Is getting way too personal and not doing what she should be with my son. I go back with him because of anxiety and positive separation goals. Anyway she's super chatty. And I sit there quietly and don't encourage her, but she's like using me or a counselor it feels like. And I don't want to be rude. What is a nice way to say shut the f*** up and get to work??
Here are a few things I've learned in the past couple of weeks.
1) Her family played favorites and she was the one who didn't get any love. Was left out all the time and her family is doing it to her kid.
2) She's the product of cousins getting married and when she goes to family functions it's her mothers side and DH father's side and so there is her married last name family and her maiden last name family there and she didn't really get it until she was older.
3) All about her new house, acreage, cost, concerns. Just about everything.
4) All about her old house in her old state and the type of environment of the neighborhood.
5) How her kids are doing in school
I don't need to know anything about any of that. She's not my friend. She is my son's professional teacher. I don't like to waste the time listening to her talk when she can be talking to my kid.
I don't play around when it comes to my daughter's therapy sessions or therapists. When a certain therapist isn't up to my standards for my daughter, I talk to a supervisor and ask for another therapist. Usually, I just tell them that "I don't think she is a match for our family."
Quoting ava & brandon's mommy:" I don't play around when it comes to my daughter's therapy sessions or therapists. When a certain therapist ... [snip!] ... to a supervisor and ask for another therapist. Usually, I just tell them that "I don't think she is a match for our family.""

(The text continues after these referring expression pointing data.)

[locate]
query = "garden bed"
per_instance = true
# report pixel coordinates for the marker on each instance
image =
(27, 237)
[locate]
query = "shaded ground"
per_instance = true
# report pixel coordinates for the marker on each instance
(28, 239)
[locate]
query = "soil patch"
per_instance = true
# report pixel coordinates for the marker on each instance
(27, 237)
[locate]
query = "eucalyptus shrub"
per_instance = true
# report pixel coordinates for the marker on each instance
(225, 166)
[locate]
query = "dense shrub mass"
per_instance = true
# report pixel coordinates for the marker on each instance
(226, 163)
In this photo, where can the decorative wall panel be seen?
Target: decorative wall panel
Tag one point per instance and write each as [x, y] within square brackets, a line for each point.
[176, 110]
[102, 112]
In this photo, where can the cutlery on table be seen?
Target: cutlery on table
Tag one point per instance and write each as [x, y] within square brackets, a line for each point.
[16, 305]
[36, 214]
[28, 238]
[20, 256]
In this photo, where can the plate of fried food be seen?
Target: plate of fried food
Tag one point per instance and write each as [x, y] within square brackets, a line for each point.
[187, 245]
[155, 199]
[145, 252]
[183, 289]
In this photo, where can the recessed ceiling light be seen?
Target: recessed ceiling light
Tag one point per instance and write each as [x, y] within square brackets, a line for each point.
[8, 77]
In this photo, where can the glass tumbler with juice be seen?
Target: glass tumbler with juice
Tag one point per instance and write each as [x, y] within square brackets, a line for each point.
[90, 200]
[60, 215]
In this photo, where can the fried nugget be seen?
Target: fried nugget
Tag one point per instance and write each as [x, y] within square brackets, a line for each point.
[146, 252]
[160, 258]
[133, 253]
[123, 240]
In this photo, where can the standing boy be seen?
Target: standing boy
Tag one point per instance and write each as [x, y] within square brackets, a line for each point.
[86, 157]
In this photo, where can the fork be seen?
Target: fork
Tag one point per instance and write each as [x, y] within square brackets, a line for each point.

I've tried that and I was told to talk with her and try to work it out. :? I don't want to be mean. How do I say, I want to make this work, but you gotta quit the bullshit?
Quoting Angie Mother of Boys:" I've tried that and I was told to talk with her and try to work it out. :? I don't want to be mean. How do I say, I want to make this work, but you gotta quit the bullshit?"
That's crazy that they won't respect your desire to change therapists!! Anyway, I would just flat out tell her that you need her to focus all of her attention on your son during the session. That it isn't fair to him if there is other conversation going on. The session NEEDS to be devoted to him and working on meeting his goals.
can you take an iPod or something back with you with some headphones and listen to some music (or act like you are) or try reading a book and see if that discourages her from trying to talk to you.....I never had an issue with my sons therapists so I haven't been there but maybe it would help.
My daughter's first Early Intervention therapist talked a lot..and her and I even got in a tiny dispute over the phone because my daughter was missing a lot of therapy but it was due to being sick. She got sick ALL OF THE TIME and I made a remark about never seeing her or any other therapist clean the toys between uses..they were always put back in the cabinets when we left. She acted like Bella would build up an immunity after a while of getting sick and it wasn't their fault.
She still gets sick what seems like every month with something and she has been going there for two years. She is in preschool now though and has different therapists, which I need to get with her speech therapist about sign language, she did a sign recently that I didn't know she knew lol. I think you just have to be honest hun, it might not be what they want to hear but they SHOULD understand!